Wzmożone kontrole w wypożyczalniach quadów i skuterów śnieżnych to pokłosie styczniowego ataku uzbrojonego w nóż właściciela takiej wypożyczalni w Zakopanem. Zaatakował on jednego z właścicieli gruntów, który wraz z grupą poszkodowanych osób domagał się zaprzestania dewastowania ich pól przez pojazdy terenowe.

Jak podał rzecznik prasowy zakopiańskiej policji asp. sztab. Roman Wieczorek, w ciągu trzech tygodni przeprowadzono kilkadziesiąt kontroli, zarówno w samych wypożyczalniach pojazdów terenowych, jak i jeżdżących na nich osób. Dodał on, że kontrole i nakładane mandaty już przyniosły pozytywne efekty i poprawę sytuacji.

"Policjanci przeprowadzili rozmowy z właścicielami kilkunastu wypożyczalni takiego sprzętu, przekazując istotne informacje o możliwych konsekwencjach za naruszanie prywatnych terenów. Odbyły się również spotkania z mieszkańcami w Poroninie i Zakopanem, które skutkowały wszczęciem kilkunastu spraw dotyczących m.in. naruszeń własności właścicieli prywatnych terenów" – wyjaśnił rzecznik.

Zakopiańska komenda zapewniła, że działania kontrolne w sprawie wjeżdżania w prywatne tereny quadami i skuterami śnieżnymi będą kontynuowane i zachęca mieszkańców do korzystania z aplikacji Krajowa Mapa Zagrożeń Bezpieczeństwa. Można na niej wskazywać konkretne miejsca, gdzie może dochodzić do naruszeń własności terenu.
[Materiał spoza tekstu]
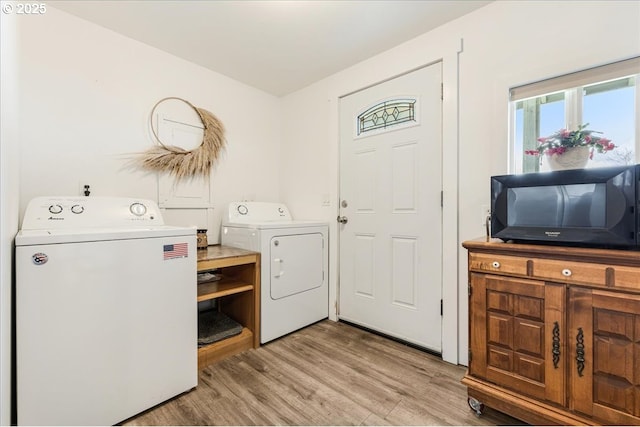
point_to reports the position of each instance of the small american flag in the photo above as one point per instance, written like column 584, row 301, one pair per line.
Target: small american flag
column 177, row 250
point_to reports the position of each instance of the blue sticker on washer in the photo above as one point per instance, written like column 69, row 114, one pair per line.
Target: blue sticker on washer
column 39, row 258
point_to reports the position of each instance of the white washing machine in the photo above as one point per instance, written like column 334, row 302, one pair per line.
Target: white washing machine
column 294, row 264
column 106, row 311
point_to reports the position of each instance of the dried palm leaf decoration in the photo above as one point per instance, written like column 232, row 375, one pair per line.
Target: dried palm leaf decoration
column 181, row 163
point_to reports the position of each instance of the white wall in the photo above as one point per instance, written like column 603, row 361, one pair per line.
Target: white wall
column 505, row 44
column 9, row 82
column 86, row 96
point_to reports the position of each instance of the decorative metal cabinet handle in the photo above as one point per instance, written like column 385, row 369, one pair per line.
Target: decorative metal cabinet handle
column 555, row 345
column 580, row 351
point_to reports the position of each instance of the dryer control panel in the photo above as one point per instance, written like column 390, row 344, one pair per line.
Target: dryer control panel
column 45, row 213
column 256, row 212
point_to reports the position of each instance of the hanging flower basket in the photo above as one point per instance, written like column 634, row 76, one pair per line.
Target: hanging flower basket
column 571, row 149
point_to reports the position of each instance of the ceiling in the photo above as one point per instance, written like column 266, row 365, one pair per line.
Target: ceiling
column 276, row 46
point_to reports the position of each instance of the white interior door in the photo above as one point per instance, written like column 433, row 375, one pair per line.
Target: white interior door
column 390, row 190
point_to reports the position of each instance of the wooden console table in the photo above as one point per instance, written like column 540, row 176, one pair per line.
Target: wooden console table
column 554, row 333
column 237, row 295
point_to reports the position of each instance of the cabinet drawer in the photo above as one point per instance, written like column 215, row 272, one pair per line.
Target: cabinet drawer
column 627, row 277
column 498, row 264
column 571, row 272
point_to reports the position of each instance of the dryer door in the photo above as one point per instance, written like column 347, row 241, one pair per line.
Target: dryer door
column 296, row 264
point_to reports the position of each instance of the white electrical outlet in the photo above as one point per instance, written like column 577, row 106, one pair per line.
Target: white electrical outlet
column 485, row 212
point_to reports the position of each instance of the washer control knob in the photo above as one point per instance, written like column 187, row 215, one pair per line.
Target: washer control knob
column 138, row 209
column 55, row 209
column 77, row 209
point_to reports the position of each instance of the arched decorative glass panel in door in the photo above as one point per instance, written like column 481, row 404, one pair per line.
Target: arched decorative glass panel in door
column 387, row 114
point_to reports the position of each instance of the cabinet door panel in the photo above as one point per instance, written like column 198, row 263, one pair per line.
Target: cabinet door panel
column 512, row 334
column 609, row 386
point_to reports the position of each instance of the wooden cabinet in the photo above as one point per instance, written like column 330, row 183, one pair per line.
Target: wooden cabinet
column 237, row 294
column 554, row 333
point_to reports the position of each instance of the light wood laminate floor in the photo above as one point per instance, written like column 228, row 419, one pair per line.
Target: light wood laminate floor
column 326, row 374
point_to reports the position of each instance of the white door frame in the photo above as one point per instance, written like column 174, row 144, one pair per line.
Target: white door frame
column 454, row 340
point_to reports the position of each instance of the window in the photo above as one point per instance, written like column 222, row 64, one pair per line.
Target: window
column 607, row 97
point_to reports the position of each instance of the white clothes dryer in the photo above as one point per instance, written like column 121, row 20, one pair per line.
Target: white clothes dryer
column 294, row 264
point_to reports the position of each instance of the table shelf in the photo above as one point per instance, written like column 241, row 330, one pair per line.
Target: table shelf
column 237, row 295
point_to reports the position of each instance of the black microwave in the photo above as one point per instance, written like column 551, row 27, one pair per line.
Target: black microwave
column 582, row 207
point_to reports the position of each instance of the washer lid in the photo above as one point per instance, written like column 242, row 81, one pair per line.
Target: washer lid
column 46, row 237
column 267, row 225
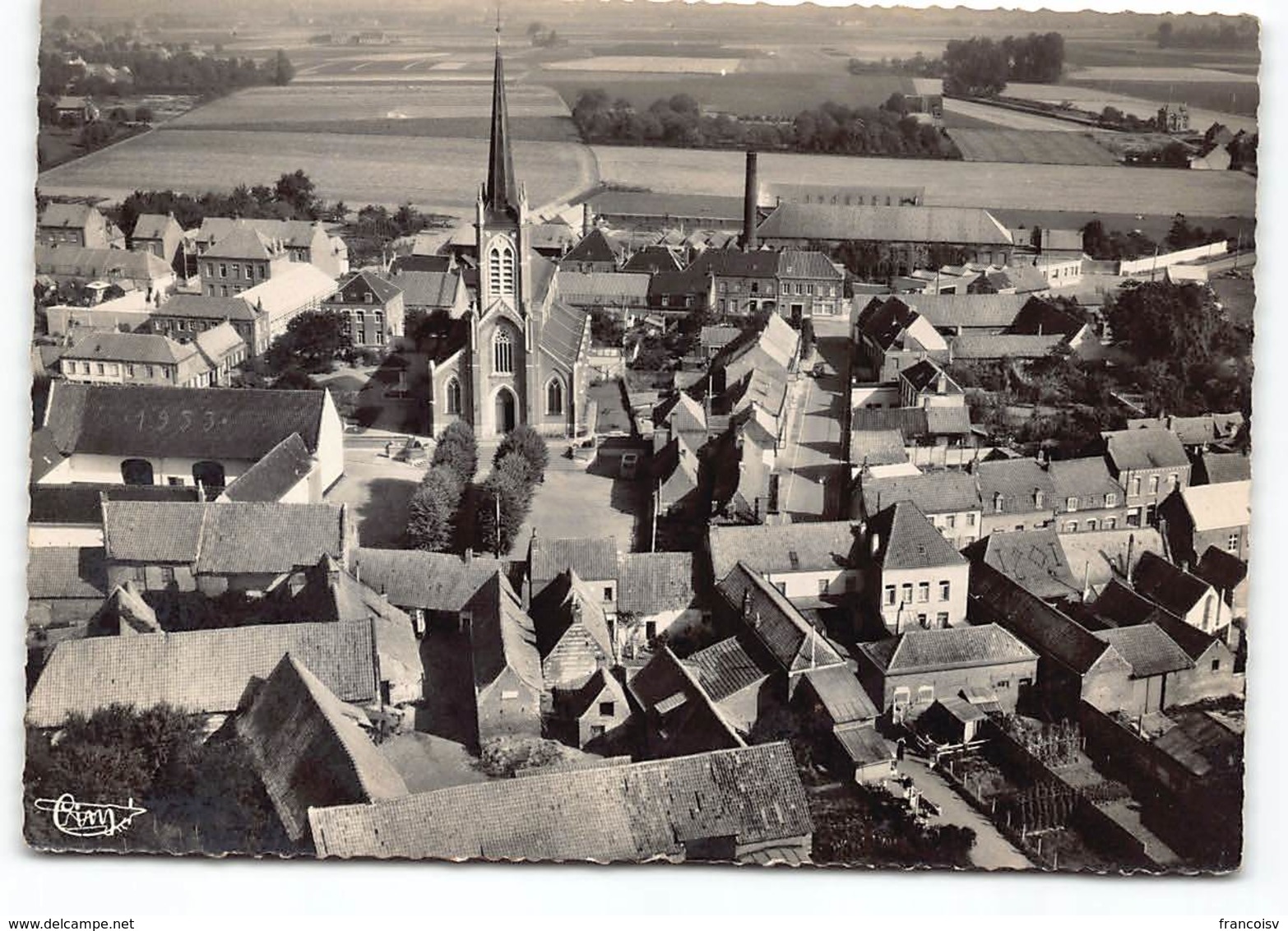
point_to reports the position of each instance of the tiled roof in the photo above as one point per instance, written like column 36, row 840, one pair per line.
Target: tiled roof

"Ponadto przypominamy o konieczności informowania osób postronnych o wkroczeniu na teren prywatny czy to za pomocą tabliczek informacyjnych, czy też poprzez przekazanie takiej informacji ustnie, aby policjanci mogli wyciągać konsekwencje prawne wobec osób, które poruszają się na pojazdach po ich terenie. Policjanci będą dążyć, aby te sprawy miały swój finał w sądzie” -zapewnia rzecznik policji.
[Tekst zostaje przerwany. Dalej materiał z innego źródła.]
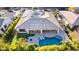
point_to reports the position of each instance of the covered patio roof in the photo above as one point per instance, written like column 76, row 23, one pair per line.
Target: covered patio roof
column 46, row 21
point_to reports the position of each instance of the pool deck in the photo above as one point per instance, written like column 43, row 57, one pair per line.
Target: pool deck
column 35, row 39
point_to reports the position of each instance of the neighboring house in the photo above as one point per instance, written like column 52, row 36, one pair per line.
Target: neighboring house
column 71, row 18
column 5, row 21
column 39, row 22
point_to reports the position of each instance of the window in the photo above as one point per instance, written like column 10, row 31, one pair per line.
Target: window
column 22, row 30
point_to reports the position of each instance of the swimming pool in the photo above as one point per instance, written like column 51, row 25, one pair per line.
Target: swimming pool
column 56, row 40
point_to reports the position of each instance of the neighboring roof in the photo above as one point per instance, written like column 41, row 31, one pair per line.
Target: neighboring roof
column 70, row 16
column 45, row 21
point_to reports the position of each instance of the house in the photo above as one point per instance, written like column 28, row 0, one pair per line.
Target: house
column 5, row 20
column 39, row 22
column 70, row 18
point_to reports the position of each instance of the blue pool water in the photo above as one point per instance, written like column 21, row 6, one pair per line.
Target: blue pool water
column 56, row 40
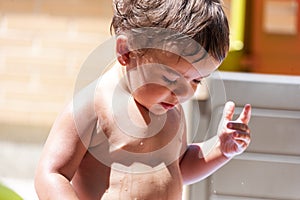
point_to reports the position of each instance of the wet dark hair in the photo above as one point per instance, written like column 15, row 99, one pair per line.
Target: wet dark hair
column 202, row 20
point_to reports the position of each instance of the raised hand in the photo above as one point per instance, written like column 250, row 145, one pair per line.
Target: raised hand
column 234, row 135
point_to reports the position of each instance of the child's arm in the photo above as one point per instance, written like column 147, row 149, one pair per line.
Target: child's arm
column 63, row 152
column 232, row 139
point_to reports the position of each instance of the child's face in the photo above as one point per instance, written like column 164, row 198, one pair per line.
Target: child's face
column 164, row 79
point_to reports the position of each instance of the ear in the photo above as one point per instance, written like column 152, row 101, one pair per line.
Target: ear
column 122, row 50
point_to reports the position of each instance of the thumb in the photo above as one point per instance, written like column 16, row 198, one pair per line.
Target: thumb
column 227, row 116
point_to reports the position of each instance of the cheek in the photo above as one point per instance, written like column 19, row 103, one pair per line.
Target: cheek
column 151, row 92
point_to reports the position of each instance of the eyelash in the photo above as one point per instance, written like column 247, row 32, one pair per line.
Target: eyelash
column 198, row 82
column 168, row 80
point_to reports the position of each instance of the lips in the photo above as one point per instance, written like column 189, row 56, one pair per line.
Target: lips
column 167, row 106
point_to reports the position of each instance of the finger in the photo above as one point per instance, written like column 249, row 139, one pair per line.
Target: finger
column 238, row 126
column 228, row 111
column 245, row 114
column 242, row 136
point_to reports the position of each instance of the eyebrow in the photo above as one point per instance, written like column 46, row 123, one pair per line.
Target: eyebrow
column 171, row 71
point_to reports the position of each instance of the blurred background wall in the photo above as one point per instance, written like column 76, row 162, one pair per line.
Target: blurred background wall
column 43, row 44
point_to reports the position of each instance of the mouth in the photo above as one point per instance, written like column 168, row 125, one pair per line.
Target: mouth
column 167, row 106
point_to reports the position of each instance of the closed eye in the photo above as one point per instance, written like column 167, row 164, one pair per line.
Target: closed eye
column 167, row 80
column 197, row 81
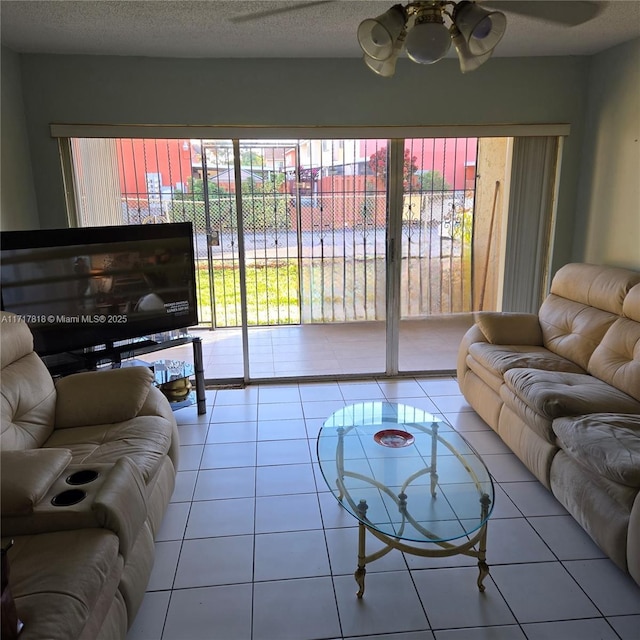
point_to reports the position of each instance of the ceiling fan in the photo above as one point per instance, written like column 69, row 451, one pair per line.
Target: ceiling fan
column 426, row 29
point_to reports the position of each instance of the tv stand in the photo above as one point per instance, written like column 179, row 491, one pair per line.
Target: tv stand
column 113, row 353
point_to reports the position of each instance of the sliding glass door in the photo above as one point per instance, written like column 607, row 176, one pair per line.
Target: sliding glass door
column 328, row 256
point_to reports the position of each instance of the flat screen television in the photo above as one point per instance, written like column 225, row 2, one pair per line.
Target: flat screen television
column 95, row 286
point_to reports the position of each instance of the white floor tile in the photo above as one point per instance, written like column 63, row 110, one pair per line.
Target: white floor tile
column 174, row 522
column 611, row 590
column 224, row 456
column 409, row 635
column 234, row 413
column 321, row 409
column 626, row 626
column 287, row 513
column 215, row 561
column 510, row 632
column 149, row 621
column 294, row 610
column 533, row 499
column 223, row 612
column 485, row 442
column 542, row 592
column 190, row 457
column 300, row 554
column 514, row 540
column 361, row 391
column 320, row 392
column 343, row 552
column 283, row 452
column 280, row 411
column 591, row 629
column 506, row 467
column 502, row 505
column 281, row 430
column 566, row 538
column 230, row 517
column 451, row 598
column 233, row 529
column 451, row 404
column 236, row 482
column 269, row 394
column 193, row 433
column 285, row 480
column 223, row 432
column 390, row 604
column 164, row 565
column 185, row 484
column 466, row 421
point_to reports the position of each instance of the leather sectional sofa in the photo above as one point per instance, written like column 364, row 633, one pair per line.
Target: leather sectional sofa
column 562, row 389
column 88, row 468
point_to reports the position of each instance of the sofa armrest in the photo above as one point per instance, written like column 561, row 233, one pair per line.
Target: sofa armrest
column 101, row 397
column 114, row 500
column 510, row 328
column 27, row 475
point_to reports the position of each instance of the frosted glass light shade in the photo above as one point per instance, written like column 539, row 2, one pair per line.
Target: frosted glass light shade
column 428, row 42
column 377, row 36
column 481, row 29
column 468, row 62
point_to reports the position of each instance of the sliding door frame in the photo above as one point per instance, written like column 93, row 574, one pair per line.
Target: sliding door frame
column 396, row 137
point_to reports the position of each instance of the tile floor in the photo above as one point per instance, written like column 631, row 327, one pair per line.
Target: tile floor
column 333, row 349
column 254, row 547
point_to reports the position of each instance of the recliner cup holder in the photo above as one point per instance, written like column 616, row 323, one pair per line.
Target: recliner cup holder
column 67, row 498
column 84, row 476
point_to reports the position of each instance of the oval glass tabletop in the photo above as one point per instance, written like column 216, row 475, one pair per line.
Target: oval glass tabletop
column 404, row 472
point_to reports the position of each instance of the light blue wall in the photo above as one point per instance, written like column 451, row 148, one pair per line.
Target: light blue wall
column 122, row 90
column 608, row 212
column 18, row 208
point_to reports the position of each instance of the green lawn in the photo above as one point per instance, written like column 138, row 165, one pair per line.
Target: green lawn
column 272, row 295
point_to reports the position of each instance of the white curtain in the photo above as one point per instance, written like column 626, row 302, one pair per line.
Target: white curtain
column 531, row 203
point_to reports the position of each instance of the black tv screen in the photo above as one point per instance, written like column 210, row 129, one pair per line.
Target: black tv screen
column 85, row 287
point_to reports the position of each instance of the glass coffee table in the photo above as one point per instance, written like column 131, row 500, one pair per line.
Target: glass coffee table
column 409, row 478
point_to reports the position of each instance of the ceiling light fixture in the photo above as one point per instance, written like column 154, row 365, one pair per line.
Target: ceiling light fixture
column 420, row 29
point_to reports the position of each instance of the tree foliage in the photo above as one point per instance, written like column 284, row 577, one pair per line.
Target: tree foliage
column 378, row 162
column 433, row 181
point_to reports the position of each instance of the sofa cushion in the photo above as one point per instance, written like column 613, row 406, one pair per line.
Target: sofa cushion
column 602, row 287
column 616, row 359
column 572, row 329
column 499, row 359
column 26, row 476
column 28, row 402
column 607, row 444
column 99, row 397
column 145, row 440
column 510, row 328
column 555, row 394
column 63, row 582
column 16, row 339
column 631, row 305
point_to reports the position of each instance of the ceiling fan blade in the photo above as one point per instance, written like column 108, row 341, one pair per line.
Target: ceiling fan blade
column 258, row 15
column 568, row 12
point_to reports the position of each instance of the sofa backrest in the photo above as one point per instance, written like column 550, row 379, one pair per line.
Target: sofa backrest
column 616, row 359
column 27, row 392
column 584, row 303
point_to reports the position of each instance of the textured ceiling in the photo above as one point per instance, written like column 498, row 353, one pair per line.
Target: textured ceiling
column 205, row 29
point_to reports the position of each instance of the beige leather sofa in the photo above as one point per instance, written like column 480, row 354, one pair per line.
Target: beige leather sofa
column 88, row 468
column 562, row 389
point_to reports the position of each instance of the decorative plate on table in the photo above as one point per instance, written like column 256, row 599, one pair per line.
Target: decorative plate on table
column 393, row 438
Do ataku nożownika – właściciela wypożyczalni quadów i skuterów śnieżnych doszło 19 stycznia. Stanisław G. został zatrzymany i doprowadzony do prokuratury, gdzie usłyszał zarzuty kierowania gróźb karalnych oraz spowodowania uszczerbku na ciele poprzez atak nożem. Podejrzany przyznał się do zarzucanych mu czynów i złożył wyjaśnienia. Śledczy zabezpieczyli m.in. nóż wielofunkcyjny, którym napastnik zaatakował. Mężczyzna w chwili zdarzenia miał ok. 1,9 promila w organizmie.

Wobec podejrzanego zastosowano dozór policyjny i 10 tys. zł poręczenia majątkowego. Ma on także zakaz kontaktowania się z pokrzywdzonym i zbliżania się do niego na odległość mniejszą niż 50 m.
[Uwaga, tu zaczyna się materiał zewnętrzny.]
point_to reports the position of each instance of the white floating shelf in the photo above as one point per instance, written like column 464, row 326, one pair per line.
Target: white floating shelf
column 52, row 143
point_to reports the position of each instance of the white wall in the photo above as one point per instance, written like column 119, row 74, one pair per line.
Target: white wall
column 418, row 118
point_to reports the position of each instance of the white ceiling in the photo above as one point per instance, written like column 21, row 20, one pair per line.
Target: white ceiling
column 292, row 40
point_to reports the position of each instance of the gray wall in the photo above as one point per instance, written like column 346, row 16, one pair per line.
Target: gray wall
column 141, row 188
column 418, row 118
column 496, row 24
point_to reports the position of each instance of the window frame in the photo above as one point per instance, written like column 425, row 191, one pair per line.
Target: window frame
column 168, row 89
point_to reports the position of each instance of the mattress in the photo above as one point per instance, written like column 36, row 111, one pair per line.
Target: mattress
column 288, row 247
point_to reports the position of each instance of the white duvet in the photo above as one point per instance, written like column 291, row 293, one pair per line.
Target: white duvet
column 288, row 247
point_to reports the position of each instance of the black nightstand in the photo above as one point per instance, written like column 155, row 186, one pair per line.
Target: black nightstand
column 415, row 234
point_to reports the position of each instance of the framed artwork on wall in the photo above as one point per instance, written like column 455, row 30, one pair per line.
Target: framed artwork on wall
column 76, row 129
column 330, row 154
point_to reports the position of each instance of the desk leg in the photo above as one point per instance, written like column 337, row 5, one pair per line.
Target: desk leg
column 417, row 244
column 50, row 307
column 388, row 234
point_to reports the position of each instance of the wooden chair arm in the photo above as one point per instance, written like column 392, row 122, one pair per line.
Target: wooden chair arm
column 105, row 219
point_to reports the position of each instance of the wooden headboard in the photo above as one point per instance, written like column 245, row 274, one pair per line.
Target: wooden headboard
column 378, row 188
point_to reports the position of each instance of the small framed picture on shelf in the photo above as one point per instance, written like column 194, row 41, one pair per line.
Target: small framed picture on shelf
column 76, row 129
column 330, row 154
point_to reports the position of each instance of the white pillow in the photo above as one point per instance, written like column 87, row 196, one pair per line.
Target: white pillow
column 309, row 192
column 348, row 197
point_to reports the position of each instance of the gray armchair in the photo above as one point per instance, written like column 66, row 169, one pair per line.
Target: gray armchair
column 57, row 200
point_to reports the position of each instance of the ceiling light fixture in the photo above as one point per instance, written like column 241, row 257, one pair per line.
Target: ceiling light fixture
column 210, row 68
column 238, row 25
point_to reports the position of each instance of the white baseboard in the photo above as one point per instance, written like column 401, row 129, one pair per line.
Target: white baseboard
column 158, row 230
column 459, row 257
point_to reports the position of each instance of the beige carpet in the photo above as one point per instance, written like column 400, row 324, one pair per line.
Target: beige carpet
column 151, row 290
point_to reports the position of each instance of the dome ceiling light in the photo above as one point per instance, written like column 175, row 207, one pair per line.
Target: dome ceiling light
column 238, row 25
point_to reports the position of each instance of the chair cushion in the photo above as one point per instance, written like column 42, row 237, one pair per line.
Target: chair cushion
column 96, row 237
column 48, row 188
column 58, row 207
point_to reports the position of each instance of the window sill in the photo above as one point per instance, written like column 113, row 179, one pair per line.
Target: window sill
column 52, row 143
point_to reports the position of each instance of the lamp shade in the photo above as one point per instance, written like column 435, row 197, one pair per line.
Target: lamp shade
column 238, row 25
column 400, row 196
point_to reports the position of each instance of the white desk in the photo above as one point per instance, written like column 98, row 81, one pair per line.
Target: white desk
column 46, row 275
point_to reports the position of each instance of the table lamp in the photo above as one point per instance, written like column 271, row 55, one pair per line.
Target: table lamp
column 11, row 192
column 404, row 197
Starosta tatrzański Andrzej Skupień powiedział po tych zdarzeniach, że potrzebne są zmiany w prawie, aby wyeliminować problem rozjeżdżania pól. Samorządy z Podhala chcą w przyszłym tygodniu skierować pismo do Ministerstwa Infrastruktury w sprawie zmiany przepisów, mających na celu wyeliminowania jazdy pojazdami terenowymi po prywatnych terenach i lasach. Wspólne stanowisko zostało wypracowane podczas konwentu samorządowców z powiatu tatrzańskiego, który został zorganizowany po niebezpiecznym zdarzeniu.